Duration Dependent Effects of Intermittent Hypoxia (IH) on Adult Hippocampal Neurogenesis

Abstract

Patients with sleep apnea commonly exhibit cognitive decline and injury to the hippocampal formation. Rodents exposed to IH, a primary consequence of the condition, also show impaired hippocampal based learning and memory. While these impairments correlate with suppressed long‐term potentiation, synaptic plasticity is only one process that supports normal function in this brain structure. Adult neurogenesis is also important for maintaining normal hippocampal physiology. Although Hypoxia Inducible Factor 1a (HIF1a) signaling is to important cellular development and homeostatic responses to hypoxia, chronic IH‐dependent HIF1a activity can promote pathophysiology. In this ongoing study, we test the hypothesis that IH causes HIF1a dependent signaling in neural stem cells (NSCs) to disrupt the adult neurogenesis. To follow the fate of wildtype NSCs and NSCs heterozygous for HIF1a (HIF1a+/−), we used a birth labeling strategy in transgenic mice. After labeling NSCs, we exposed mice to 0 (control), 10, or 30 days of IH. Tissue was harvested for immunohistochemical study at the 33 to 35 day time point. Relative to control, 10 days of IH increased the proportion of GCs generated from wildtype NSCs (by 23% ± 1% SEM, n=3); whereas, 30 days IH suppressed this proportion (−9% ± 2% SEM, n=2). Sholl analysis showed dendritic complexity was similar across all wildtype GCs. 30 days IH exaggerated the loss of GCs generated from HIF1a+/− NSCs (by −30% ± 5%, n=3).
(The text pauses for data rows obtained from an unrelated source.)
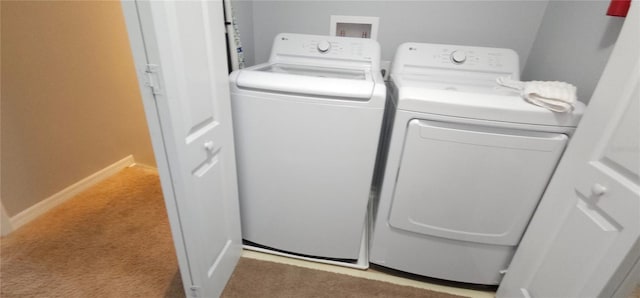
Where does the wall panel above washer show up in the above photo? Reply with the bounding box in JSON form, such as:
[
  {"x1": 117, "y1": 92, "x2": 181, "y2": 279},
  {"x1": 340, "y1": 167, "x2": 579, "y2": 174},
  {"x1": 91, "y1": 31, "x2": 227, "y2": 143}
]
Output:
[{"x1": 253, "y1": 0, "x2": 547, "y2": 67}]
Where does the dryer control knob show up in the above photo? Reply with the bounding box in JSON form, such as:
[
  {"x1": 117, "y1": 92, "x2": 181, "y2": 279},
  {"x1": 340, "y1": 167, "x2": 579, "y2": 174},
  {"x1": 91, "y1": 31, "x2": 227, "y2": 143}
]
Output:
[
  {"x1": 451, "y1": 51, "x2": 467, "y2": 64},
  {"x1": 318, "y1": 40, "x2": 331, "y2": 53}
]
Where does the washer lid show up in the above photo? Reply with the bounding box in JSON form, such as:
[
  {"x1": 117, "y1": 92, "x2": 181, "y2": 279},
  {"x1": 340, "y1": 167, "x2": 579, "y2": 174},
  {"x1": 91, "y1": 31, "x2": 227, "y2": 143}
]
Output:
[
  {"x1": 392, "y1": 74, "x2": 585, "y2": 127},
  {"x1": 236, "y1": 63, "x2": 375, "y2": 100}
]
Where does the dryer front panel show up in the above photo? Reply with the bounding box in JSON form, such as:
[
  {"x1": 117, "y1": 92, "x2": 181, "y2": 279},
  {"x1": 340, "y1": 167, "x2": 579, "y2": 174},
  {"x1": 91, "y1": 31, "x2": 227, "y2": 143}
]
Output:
[{"x1": 389, "y1": 119, "x2": 567, "y2": 245}]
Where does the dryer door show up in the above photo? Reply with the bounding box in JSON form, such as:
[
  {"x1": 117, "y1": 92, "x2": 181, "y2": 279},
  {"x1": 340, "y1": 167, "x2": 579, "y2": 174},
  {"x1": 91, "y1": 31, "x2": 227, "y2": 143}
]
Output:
[{"x1": 389, "y1": 119, "x2": 567, "y2": 245}]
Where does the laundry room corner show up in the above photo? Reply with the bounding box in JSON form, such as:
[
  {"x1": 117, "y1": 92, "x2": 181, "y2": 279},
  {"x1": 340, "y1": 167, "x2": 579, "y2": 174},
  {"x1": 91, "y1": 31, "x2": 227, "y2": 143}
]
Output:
[{"x1": 0, "y1": 1, "x2": 155, "y2": 233}]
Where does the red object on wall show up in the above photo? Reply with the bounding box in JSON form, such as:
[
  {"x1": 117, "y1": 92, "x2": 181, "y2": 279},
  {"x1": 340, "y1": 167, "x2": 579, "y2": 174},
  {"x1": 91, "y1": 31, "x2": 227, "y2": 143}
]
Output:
[{"x1": 607, "y1": 0, "x2": 631, "y2": 17}]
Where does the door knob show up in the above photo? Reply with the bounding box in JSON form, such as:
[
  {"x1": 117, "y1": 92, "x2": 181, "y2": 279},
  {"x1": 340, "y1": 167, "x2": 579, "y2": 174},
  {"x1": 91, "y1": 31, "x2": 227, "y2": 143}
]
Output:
[
  {"x1": 204, "y1": 141, "x2": 213, "y2": 151},
  {"x1": 591, "y1": 183, "x2": 607, "y2": 197}
]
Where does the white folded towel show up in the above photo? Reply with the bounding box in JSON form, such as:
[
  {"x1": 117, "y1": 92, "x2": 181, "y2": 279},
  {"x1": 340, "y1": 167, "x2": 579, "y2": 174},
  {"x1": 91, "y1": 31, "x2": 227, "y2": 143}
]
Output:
[{"x1": 496, "y1": 77, "x2": 577, "y2": 113}]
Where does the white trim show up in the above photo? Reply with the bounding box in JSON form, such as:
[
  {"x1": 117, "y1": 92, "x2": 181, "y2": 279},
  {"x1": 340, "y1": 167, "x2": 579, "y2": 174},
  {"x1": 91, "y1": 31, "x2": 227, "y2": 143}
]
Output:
[
  {"x1": 0, "y1": 201, "x2": 13, "y2": 236},
  {"x1": 129, "y1": 162, "x2": 158, "y2": 172},
  {"x1": 10, "y1": 155, "x2": 135, "y2": 230}
]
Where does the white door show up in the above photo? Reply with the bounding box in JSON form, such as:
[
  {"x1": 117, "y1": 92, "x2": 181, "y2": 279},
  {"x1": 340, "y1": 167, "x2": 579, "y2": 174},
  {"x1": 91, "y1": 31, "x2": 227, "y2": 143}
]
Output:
[
  {"x1": 122, "y1": 0, "x2": 242, "y2": 297},
  {"x1": 497, "y1": 2, "x2": 640, "y2": 297}
]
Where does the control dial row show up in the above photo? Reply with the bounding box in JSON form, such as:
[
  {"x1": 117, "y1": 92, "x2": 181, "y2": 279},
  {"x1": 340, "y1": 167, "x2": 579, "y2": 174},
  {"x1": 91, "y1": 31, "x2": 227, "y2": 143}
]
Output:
[{"x1": 451, "y1": 50, "x2": 467, "y2": 64}]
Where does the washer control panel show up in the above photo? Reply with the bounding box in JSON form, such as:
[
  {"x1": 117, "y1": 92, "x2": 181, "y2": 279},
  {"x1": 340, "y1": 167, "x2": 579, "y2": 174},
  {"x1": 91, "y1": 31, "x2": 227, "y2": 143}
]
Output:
[
  {"x1": 317, "y1": 40, "x2": 331, "y2": 53},
  {"x1": 391, "y1": 43, "x2": 520, "y2": 79},
  {"x1": 269, "y1": 33, "x2": 380, "y2": 68}
]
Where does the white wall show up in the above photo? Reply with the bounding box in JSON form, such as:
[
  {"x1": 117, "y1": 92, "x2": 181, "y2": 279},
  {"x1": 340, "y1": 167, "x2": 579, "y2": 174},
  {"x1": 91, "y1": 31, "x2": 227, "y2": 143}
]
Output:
[
  {"x1": 231, "y1": 0, "x2": 255, "y2": 66},
  {"x1": 248, "y1": 0, "x2": 547, "y2": 67},
  {"x1": 522, "y1": 1, "x2": 624, "y2": 103}
]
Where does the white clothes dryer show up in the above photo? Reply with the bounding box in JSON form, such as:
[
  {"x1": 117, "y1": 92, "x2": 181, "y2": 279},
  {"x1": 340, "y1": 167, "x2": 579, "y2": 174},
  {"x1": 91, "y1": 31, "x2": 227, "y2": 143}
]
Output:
[
  {"x1": 230, "y1": 33, "x2": 386, "y2": 268},
  {"x1": 370, "y1": 43, "x2": 584, "y2": 285}
]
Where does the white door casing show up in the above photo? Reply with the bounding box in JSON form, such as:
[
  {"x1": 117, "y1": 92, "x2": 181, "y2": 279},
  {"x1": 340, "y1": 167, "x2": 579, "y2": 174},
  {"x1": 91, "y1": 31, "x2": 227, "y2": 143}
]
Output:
[
  {"x1": 122, "y1": 0, "x2": 242, "y2": 297},
  {"x1": 497, "y1": 2, "x2": 640, "y2": 297}
]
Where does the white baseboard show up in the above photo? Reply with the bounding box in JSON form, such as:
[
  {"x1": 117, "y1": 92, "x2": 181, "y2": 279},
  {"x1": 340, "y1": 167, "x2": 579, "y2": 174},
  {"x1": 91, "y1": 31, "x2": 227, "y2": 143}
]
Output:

These findings indicate that IH has duration‐dependent effects on adult neurogenesis that impact the terminal differentiation of NSCs to GCs and involves IH‐dependent HIF1a signaling in NSCs. These findings suggest that IH‐dependent HIF1a signaling has both positive and negative effects on adult neurogenesis. This mechanism could be a contributor to the negative effects on learning and memory commonly seen in sleep apnea patients.This abstract is from the Experimental Biology 2018 Meeting. There is no full text article associated with this abstract published in The FASEB Journal.